1933年に開業した現存する最古のジャズ喫茶「ちぐさ」。
1994年、創業者吉田衛氏が死去。その後も常連客らの努力で営業を続けたが、2007年ついに閉店となった。

 

 

 

 

 

 

ここからが凄い。
2012年、関係者の努力で場所を移し店が再開された。残念ながら私は吉田衛さんにお会いする機会はなかったが、よほどの人物であったのだろう。そして「ちぐさ」という店が、それほど多くの方に愛される店だったのだろう。

 

 

 

 

 

 

経営者自身が、何らかの事情で店を移転したという話ならいくつかある。しかし、このような例を他に知らない。レコードや機材、椅子、テーブル、壁に掛けられたパネルまでもが、前の店をそのまま再現しているという。いったい誰が、どこに保管してあったのだろうか。
かつて数々の有名店があり、その多くが店を閉めた。なぜって、儲からないからだ。儲からないというよりも、店を維持出来ないほど売り上げが少ないからだ。
寺島靖国さんが吉祥寺で今も営業を続ける「メグ」(2018年閉店)。ご自身がよく書かれているが、来店者数が一桁という日がけして珍しくないのだという。「ゼロパンチ」の日だってあるかもしれない。全国に残る数少ないジャズ喫茶の多くが、きっとこんな調子で細々と営業を続けているのだ。
仮に平均10人のお客が500円のコーヒー(ちぐさの場合)を飲んで帰れば、売り上げは5,000円という事になる。ひと月休みなしに店を開けても15万。こんなんで続けられるわけないでしょう。
横浜滞在中私は二度この店に足を運んだが、誰が店主なのか結局わからなかった。もしかしたらそういう方はおらず、多くのファンによるボランティア経営によって維持されている可能性があると思った。一度目に伺った際は、三人のお年寄り(失礼、しかしまさしくそうとしか言い様がない)がエプロン姿で頑張っておられた。そして頃合いを見計らったように、ぶ厚いファイルを二冊持ってこられた。
「よろしければリクエストをどうぞ」
なんとも泣かせる話じゃございませんか。私はかつてこのように低姿勢なジャズ喫茶を、見たことも聞いたことも一度たりとてない。「営業努力」という四字熟語が頭に浮かんだ。
恐縮しつつ、ジョー・ヘンダーソンの「テトラゴン」をリクエストさせて頂いた。写真に写るスピーカーの素性を私は知らない。多分特注品ではなかろうか。なん十回聴いたか分からないという「インビテーション」が、我家の居間より狭いくらいの店内に流れた。完全に負けたと思った。だが、ひとつも悔しくはなかった。そうだろう、そうだろう、これだけの店だもの、これくらいの音が出るのは当然だ。

 

 

 

 

 


急に話変わるが、海上保安庁横浜基地隣接の展示館の内部である。
2013年に起きた奄美大島近海の不審船事件で、沈没した某国工作船と思われる船体を引き揚げて展示している。
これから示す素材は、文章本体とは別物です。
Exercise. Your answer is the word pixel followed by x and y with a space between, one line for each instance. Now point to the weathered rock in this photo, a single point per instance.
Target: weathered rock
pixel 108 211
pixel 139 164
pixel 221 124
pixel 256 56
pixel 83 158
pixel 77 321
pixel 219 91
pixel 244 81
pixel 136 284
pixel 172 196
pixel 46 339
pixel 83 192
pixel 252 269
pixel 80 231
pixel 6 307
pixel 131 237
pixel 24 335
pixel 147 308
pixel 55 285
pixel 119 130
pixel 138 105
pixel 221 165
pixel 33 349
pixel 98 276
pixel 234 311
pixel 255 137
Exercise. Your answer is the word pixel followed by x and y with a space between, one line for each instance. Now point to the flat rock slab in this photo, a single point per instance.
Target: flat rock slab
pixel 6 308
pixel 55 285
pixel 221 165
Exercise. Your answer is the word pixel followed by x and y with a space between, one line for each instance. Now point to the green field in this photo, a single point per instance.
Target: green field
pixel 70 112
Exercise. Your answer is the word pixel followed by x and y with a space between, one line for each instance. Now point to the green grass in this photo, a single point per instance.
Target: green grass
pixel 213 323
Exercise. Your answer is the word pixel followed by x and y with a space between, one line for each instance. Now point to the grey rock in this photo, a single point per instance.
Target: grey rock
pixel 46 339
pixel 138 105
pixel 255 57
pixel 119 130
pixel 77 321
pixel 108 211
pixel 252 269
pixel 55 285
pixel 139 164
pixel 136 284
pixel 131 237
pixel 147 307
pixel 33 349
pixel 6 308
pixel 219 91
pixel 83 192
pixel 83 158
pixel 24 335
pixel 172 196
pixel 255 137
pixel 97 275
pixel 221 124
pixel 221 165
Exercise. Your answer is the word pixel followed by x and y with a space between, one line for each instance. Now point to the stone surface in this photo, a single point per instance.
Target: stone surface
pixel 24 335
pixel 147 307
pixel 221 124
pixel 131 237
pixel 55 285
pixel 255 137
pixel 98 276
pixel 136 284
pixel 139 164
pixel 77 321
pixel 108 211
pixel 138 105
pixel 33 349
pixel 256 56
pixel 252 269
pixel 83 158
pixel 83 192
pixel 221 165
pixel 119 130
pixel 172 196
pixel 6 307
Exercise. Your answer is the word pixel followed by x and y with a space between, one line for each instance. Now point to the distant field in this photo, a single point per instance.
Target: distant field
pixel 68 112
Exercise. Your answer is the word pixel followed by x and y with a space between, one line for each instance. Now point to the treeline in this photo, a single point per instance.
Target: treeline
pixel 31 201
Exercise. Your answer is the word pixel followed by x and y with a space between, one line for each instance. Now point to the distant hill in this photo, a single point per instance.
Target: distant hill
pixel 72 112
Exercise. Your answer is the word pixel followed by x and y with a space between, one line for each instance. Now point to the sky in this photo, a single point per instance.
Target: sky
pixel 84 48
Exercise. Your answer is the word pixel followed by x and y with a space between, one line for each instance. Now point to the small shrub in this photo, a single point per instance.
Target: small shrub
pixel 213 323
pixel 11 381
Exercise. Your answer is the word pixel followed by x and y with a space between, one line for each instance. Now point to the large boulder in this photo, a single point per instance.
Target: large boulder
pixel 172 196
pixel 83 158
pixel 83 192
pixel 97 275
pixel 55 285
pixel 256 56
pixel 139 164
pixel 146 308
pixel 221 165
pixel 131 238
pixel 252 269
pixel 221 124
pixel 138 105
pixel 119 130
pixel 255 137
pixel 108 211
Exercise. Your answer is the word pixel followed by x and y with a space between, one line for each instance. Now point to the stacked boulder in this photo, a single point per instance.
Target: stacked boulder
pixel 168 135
不審船を発見した巡視船が停船を命ずるも、不審船はそのまま時速60キロの猛スピードで逃走。時速60キロというのはイージス艦に相当する船速だ。巡視船は停船命令を継続しつつ追跡を開始。しかし不審船は停船しない。巡視船は威嚇射撃を行い、ようやく不審船の停船に成功した。そして当該不審船に乗り込もうと接近した時だった。相手方が自動小銃による射撃を開始。これにより乗組員三名が負傷、これでようやく正当防衛射撃が可能となる。巡視船は相手船首部分(人員なしと考えられる)への20ミリ機関砲射撃を敢行する。これに対し不審船側からロケットランチャーが発射される。巡視船が相手船体後部への射撃(機関部つまりエンジン破壊を目的)を行う。逃げ切れない事を悟った不審船が自爆、自沈した。

 

 

 

 

 

 

上の写真は引き上げた船内から押収した自動小銃・ロケットランチャー等の武器である。
船体後部が観音開きのハッチになっており、上陸用舟艇が格納されていた。また、ハングル文字の辞書や金日成バッジ等も押収されている。しかし、不審船の乗員が全員死亡したため、事情聴取は一切できなかった。
某国工作員はこうした方法で、我国への様々な非合法活動を行っていたと考えられる。一連の拉致事件にもこのような工作船が使用されたのだろう。これが日本周辺の現実だ。そしてこの国を我々の知らないところで日夜守っている人たちの現実だ。彼らは(もちろん自衛隊もそうだ)相手に撃たれるまで、武器を使用することすらままならない。こんな気の毒な沿岸警備隊など、日本以外に世界中のどこを探してもない。